実施形態42:発酵基質が、グルコース、並びに、尿素、アンモニウム塩、アンモニア、及びこれらの任意の組み合わせからなる群から選択される窒素源を含む、実施形態40又は41に記載の方法。

実施形態43:培養物が培養の間にpH制御されている、実施形態40から42のいずれか一つに記載の方法。

実施形態44:培養物が培養の間に通気されている、実施形態40から43のいずれか一つに記載の方法。

実施形態45:改変された微生物細胞が、培養培地1L当たり少なくとも20mgのレベルでヒスタミンを生産する、実施形態40から44のいずれか一つに記載の方法。

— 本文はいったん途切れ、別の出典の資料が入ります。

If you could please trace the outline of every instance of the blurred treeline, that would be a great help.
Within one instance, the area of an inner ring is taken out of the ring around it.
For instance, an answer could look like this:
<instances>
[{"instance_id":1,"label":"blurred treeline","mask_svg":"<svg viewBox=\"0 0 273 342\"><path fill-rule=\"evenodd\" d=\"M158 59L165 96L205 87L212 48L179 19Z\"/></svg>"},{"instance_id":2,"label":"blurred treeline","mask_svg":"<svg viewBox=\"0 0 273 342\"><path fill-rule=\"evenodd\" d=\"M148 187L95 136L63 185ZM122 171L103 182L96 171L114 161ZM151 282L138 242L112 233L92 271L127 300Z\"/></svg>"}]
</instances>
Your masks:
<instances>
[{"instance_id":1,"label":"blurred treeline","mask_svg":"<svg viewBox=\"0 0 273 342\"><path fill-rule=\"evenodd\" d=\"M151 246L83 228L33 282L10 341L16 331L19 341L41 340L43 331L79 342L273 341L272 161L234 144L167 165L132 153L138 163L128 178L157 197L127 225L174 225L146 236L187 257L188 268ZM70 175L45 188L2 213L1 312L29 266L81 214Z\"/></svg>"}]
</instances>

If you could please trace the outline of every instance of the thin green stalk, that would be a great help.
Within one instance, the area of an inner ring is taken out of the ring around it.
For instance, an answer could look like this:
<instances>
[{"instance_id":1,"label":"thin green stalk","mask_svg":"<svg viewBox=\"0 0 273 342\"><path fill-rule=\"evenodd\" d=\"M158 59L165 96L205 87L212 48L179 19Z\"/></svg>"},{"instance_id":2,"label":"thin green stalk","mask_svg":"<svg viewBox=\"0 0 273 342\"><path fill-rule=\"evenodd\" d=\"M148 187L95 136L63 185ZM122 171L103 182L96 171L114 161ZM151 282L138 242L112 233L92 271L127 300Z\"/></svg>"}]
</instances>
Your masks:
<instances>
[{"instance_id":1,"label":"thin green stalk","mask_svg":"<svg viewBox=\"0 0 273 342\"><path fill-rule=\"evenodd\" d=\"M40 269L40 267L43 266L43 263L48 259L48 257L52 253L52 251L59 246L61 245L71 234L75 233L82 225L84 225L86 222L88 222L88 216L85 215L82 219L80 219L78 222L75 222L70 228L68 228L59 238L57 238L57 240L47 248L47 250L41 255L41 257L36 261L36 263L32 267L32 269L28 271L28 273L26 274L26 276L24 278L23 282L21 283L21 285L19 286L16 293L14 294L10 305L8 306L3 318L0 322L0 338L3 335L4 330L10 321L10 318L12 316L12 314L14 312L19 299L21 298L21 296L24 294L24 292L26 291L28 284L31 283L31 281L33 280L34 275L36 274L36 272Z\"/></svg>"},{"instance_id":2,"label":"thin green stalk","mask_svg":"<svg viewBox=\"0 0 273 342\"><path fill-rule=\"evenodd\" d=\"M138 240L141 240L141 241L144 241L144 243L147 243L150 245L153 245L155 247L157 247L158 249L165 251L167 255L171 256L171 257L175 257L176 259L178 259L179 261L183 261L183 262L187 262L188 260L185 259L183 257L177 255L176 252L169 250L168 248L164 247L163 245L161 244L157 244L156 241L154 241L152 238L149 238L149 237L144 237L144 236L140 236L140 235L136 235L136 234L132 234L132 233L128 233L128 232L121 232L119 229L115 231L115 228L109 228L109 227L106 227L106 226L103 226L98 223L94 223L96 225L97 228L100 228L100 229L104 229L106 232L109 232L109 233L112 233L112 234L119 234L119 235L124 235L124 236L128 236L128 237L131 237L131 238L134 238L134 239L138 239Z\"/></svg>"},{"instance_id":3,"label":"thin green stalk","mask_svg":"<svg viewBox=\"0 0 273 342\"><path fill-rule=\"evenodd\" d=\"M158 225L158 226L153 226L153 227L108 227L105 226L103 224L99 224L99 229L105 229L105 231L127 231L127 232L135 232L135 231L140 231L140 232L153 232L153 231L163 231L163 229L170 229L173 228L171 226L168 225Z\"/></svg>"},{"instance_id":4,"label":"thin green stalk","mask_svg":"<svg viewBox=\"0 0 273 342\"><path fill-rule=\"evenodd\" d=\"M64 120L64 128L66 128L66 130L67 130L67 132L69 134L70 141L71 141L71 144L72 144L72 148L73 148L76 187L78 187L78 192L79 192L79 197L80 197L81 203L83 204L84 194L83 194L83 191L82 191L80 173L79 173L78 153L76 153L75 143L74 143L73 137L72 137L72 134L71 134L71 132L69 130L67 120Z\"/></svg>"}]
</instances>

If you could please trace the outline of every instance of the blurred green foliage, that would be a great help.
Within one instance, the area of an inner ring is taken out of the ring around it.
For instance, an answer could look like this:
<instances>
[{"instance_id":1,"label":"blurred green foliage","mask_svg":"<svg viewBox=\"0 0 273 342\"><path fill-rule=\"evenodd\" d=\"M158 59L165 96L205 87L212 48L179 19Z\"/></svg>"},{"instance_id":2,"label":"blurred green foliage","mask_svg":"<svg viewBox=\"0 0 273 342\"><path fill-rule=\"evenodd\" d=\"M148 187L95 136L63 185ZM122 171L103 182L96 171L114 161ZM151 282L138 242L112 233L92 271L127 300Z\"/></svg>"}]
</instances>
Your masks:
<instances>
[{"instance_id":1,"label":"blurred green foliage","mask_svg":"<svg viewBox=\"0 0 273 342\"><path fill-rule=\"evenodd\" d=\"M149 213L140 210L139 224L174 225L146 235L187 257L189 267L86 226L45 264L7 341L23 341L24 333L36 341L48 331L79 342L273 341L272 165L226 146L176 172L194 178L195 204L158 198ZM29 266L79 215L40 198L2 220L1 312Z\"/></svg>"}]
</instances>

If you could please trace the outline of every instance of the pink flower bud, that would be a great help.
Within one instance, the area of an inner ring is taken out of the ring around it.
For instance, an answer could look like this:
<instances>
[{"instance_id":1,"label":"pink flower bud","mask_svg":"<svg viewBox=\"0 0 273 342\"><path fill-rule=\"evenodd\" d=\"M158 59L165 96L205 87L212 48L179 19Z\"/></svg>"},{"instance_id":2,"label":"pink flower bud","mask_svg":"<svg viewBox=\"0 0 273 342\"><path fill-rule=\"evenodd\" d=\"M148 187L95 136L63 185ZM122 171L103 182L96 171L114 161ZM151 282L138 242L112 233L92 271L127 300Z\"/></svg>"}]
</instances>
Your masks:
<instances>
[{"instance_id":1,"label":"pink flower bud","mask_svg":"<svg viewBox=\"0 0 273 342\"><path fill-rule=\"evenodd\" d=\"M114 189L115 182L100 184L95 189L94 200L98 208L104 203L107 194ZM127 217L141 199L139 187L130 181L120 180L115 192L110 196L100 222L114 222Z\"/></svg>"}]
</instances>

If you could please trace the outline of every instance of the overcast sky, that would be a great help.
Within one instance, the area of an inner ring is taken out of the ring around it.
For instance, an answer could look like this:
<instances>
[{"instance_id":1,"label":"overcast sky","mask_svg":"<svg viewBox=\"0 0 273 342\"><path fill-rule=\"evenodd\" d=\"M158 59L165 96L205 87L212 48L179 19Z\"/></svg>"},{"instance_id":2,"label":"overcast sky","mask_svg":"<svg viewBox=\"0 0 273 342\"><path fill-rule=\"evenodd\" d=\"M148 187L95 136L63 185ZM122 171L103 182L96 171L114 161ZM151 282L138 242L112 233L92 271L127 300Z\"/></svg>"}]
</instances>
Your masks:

実施形態46:ヒスタミンを培養物から回収する工程を更に含む、実施形態40から45のいずれか一つに記載の方法。

実施形態47:ヒスタミンを生産するように改変された微生物細胞を使用してヒスタミンを調製するための方法であって、(a)非天然のヒスチジンデカルボキシラーゼを微生物細胞において発現させる工程、(b)微生物細胞を、適切な培養培地において、微生物細胞によるヒスタミンの生産を可能にする条件下で培養する工程であって、ヒスタミンが培養培地に放出される工程、及びヒスタミンを培養培地から単離する工程を含む、方法。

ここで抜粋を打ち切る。